An illustrative, albeit extreme, example of the effect of a third-party EEOC subpoena on a company can be found in the multiyear legal saga of EEOC v. Kronos, Inc. In that case, the U.S. 3rd Circuit Court of Appeals was twice asked to resolve disputes over an extensive third-party subpoena issued to a testing company whose test was used by Kroger as a partial basis for rejecting a job applicant. The EEOC sought documents and records from Kronos of such a magnitude that a federal district judge termed the subpoena “breathtaking” in scope.

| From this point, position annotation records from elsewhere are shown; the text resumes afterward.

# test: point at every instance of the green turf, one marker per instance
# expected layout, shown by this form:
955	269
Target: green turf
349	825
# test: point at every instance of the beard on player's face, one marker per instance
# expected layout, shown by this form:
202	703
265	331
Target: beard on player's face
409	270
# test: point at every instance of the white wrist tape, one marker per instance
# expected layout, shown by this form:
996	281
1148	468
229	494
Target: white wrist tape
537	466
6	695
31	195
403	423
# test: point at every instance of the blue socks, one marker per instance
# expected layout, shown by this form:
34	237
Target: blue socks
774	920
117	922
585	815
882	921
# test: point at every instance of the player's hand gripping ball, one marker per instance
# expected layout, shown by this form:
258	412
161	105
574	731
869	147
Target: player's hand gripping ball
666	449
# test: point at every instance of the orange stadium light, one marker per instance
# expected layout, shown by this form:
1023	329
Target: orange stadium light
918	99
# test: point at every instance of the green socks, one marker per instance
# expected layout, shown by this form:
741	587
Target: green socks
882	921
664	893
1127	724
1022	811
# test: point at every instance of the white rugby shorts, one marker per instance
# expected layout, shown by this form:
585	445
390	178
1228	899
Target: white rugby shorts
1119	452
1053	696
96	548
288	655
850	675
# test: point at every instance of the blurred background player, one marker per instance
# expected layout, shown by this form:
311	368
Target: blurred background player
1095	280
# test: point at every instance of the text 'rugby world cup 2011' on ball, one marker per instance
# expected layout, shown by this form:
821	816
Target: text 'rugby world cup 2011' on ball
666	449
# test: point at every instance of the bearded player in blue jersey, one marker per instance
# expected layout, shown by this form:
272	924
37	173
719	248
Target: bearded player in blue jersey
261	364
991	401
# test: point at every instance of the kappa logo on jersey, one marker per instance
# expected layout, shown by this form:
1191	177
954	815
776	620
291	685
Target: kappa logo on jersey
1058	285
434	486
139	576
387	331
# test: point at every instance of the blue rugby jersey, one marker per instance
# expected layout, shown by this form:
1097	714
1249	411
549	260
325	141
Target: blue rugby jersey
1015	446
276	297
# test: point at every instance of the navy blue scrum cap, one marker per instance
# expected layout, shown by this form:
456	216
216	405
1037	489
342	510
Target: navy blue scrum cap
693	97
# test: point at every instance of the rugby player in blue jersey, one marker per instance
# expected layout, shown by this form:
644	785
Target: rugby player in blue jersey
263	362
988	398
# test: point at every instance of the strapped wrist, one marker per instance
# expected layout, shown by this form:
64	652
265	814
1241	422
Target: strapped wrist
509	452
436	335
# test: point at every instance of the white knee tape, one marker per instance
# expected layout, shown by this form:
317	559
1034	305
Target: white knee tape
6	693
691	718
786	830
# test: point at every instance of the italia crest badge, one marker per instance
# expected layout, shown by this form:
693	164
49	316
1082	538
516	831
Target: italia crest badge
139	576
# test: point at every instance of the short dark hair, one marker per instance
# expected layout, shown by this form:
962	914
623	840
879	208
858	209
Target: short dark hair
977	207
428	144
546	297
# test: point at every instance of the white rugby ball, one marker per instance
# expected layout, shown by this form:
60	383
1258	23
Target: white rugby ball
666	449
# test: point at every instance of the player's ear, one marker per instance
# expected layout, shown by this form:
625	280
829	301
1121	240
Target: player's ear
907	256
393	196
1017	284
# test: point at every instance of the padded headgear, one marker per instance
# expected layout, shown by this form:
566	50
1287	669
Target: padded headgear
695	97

Ultimately, the 3rd Circuit largely upheld the EEOC’s broad subpoena powers, concluding that “relevant” documents may include details outside the scope of the underlying EEOC charge. In fact, according to the court, relevant documents may include documents covering jobs outside the related charge, an employer’s nationwide practices, and the third party’s business with other employers. The 3rd Circuit did approve a cost-sharing plan that divided the financial burden between the EEOC and the third party, but the testing company still bore a tremendous burden.

Bottom line
The EEOC has broad subpoena power over third parties, and time is of the essence when you’re faced with a subpoena—particularly if it’s an administrative subpoena. Third parties to EEOC charges should be careful to timely object to or comply with subpoenas to avoid being held in contempt.

Moreover, an EEOC subpoena may be broad in scope and require production of electronic records. Third parties may bargain for a cost-sharing plan to ameliorate the financial burden. Even if the EEOC voluntarily agrees to a cost-sharing plan, however, a third party that receives an EEOC subpoena may still be looking at a copious investment of manpower and expense.